Tutorial 26: Cross-validating against ORCA, Psi4, PySCF

You’ll learn: how to run the same calculation through vibe-qc and one or more external QC codes, build a comparison table, and assert numerical agreement to a target tolerance.

Why: every QC code has bugs; cross-checking against independent implementations is the gold-standard way to know your number is right. Cross-validation is also how new methods get defensible — agreement with ORCA-CCSD(T) or PySCF-MP2 is what turns “vibe-qc says X” into “vibe-qc + ORCA + PySCF agree on X.”

Prerequisites:

  • vibe-qc installed (Phase A v0.5+ for the dipole / Hessian / polarizability cross-checks; energy + forces work in any v0.4+).

  • PySCF (pip install pyscf into the vibe-qc venv — Apache-2.0, cheap, recommended).

  • Optionally ORCA, Psi4, NWChem — see the external codes user guide for install paths.

This tutorial works at three levels of degradation:

  1. vibe-qc + PySCF — the minimum, ships with the test dependency.
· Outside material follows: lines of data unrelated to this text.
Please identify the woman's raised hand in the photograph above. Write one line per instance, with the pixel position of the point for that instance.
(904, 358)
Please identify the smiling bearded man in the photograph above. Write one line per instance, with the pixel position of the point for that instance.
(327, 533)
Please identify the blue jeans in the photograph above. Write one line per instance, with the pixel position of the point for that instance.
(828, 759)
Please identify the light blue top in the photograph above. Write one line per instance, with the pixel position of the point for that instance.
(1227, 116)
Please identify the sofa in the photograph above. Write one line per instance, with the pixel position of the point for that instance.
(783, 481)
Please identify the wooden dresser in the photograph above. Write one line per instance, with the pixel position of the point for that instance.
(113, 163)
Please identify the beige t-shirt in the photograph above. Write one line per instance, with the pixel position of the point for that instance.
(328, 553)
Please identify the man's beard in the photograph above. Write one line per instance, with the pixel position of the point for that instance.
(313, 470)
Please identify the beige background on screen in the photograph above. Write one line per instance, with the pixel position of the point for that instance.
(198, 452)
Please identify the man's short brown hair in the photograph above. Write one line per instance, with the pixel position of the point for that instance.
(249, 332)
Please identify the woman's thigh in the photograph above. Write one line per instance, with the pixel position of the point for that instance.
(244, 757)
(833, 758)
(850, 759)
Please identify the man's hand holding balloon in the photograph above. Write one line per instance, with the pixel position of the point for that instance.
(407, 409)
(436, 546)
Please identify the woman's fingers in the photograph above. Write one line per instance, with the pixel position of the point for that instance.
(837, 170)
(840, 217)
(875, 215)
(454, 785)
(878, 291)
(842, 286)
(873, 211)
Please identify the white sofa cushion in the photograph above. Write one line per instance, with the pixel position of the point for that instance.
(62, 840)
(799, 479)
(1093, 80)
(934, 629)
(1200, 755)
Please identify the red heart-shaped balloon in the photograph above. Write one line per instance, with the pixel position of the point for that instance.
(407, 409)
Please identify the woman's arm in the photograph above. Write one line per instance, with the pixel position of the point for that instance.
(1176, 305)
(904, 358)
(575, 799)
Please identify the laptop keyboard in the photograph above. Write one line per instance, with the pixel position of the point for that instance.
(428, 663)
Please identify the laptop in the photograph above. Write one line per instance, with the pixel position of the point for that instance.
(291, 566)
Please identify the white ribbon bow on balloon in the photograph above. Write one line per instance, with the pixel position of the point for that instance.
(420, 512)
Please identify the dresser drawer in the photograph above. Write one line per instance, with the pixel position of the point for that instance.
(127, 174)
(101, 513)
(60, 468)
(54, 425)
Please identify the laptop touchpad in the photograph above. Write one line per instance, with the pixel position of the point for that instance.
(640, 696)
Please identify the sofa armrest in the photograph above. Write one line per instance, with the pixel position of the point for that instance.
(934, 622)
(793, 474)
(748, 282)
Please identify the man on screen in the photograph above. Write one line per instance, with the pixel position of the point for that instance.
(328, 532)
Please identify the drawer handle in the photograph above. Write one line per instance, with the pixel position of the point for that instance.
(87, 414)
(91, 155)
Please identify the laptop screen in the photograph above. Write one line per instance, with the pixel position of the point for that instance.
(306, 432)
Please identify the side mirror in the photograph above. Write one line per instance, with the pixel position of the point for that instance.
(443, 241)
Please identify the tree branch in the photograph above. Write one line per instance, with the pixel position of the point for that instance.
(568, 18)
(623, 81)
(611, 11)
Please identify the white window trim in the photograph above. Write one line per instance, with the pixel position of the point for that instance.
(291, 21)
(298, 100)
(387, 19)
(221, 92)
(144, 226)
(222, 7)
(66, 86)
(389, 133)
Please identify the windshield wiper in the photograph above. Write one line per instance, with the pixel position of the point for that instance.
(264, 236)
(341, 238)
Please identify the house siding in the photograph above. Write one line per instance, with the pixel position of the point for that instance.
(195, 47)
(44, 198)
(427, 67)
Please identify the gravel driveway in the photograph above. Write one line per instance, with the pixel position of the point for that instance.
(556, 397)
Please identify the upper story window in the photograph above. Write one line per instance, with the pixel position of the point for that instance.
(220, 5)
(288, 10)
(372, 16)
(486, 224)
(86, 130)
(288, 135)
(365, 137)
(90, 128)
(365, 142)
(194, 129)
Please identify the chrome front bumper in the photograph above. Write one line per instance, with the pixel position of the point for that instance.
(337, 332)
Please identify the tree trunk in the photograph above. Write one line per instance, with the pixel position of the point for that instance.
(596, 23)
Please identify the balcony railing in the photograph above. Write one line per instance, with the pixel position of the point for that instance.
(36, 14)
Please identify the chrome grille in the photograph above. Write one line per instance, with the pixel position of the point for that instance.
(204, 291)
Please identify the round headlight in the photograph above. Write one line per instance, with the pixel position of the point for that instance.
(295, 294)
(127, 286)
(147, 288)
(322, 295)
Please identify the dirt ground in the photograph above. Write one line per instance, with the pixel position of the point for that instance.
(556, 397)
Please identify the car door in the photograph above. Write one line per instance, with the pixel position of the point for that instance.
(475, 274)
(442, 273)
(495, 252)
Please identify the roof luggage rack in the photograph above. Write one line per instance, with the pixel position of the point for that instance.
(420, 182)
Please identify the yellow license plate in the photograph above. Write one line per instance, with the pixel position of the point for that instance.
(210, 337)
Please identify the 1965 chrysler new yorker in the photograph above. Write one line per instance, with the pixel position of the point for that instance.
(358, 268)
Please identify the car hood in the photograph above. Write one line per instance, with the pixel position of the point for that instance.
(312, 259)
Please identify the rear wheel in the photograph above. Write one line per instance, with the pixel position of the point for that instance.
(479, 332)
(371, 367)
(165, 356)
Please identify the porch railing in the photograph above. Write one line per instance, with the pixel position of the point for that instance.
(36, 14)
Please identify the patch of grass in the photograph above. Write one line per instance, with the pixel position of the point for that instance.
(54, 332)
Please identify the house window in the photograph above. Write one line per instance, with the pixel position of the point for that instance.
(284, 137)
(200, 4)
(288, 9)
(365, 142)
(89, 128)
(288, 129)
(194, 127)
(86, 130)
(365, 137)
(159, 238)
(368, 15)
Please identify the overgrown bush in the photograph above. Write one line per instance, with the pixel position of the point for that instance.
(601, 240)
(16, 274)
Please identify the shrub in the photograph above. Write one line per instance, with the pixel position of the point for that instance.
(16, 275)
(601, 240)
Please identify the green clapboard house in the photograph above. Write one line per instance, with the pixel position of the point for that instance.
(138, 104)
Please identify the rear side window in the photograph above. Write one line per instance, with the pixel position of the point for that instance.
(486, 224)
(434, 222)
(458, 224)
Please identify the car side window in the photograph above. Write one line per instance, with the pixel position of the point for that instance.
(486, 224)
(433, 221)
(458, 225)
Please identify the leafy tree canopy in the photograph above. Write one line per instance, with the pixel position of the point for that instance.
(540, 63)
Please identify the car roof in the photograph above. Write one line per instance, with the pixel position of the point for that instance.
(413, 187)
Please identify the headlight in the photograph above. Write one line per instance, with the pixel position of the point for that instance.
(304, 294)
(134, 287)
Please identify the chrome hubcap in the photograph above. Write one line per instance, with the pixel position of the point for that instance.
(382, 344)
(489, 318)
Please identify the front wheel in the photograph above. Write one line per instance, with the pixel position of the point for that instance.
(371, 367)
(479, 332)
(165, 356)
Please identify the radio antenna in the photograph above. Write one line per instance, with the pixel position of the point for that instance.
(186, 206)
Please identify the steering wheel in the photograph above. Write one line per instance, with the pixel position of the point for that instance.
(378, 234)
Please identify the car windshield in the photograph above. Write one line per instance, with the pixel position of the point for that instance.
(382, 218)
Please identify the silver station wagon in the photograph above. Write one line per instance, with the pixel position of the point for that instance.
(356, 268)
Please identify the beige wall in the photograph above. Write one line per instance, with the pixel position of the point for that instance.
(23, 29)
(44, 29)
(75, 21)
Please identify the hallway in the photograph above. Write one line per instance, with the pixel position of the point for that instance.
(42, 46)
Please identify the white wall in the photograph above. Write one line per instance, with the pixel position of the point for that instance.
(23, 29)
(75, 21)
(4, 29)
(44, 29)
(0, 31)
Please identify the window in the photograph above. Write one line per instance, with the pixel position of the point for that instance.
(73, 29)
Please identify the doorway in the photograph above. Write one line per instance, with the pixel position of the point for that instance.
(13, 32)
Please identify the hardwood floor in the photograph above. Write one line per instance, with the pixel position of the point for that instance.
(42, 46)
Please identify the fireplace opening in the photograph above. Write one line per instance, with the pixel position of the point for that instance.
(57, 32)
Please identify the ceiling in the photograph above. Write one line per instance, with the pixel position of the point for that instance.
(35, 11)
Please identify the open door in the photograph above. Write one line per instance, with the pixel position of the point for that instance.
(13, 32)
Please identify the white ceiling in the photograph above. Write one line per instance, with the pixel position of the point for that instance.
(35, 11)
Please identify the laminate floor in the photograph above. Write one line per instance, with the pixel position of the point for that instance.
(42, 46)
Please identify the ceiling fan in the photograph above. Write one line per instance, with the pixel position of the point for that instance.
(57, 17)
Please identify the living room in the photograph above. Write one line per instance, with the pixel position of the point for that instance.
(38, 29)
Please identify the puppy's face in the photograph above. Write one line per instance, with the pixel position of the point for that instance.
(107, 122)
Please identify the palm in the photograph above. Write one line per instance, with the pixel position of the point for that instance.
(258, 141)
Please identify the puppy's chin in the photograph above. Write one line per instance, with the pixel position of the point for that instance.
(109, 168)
PySCF gives most of what we need for energy + force validation.

  2. + ORCA — adds dispersion (D3-BJ), grid-density-independent DFT cross-checks, and a different integral library so a numerical bug in our integrals shows up as a real disagreement.

  3. + Psi4 — adds a third independent implementation with different conventions; useful when you need to pinpoint where a disagreement comes from.

Setup: detect what’s available

from vibeqc.benchmark import print_calculator_availability

print_calculator_availability()
# vibeqc     ✓ available  (Python-native)
# pyscf      ✓ available  (Python-native)
# orca       ✓ available  (/opt/orca_6_1_1/orca)
# psi4       ✗ missing    (Install with `pip install psi4`...)
# ...

The framework auto-detects ORCA via $ASE_ORCA_COMMAND / $ORCA_COMMAND / $ORCA_PATH / which orca. Psi4 needs import psi4 to succeed in the vibe-qc venv (see the external codes guide for the conda Python-version trap). NWChem / Gaussian / Q-Chem are similarly auto-detected if their binaries are on $PATH.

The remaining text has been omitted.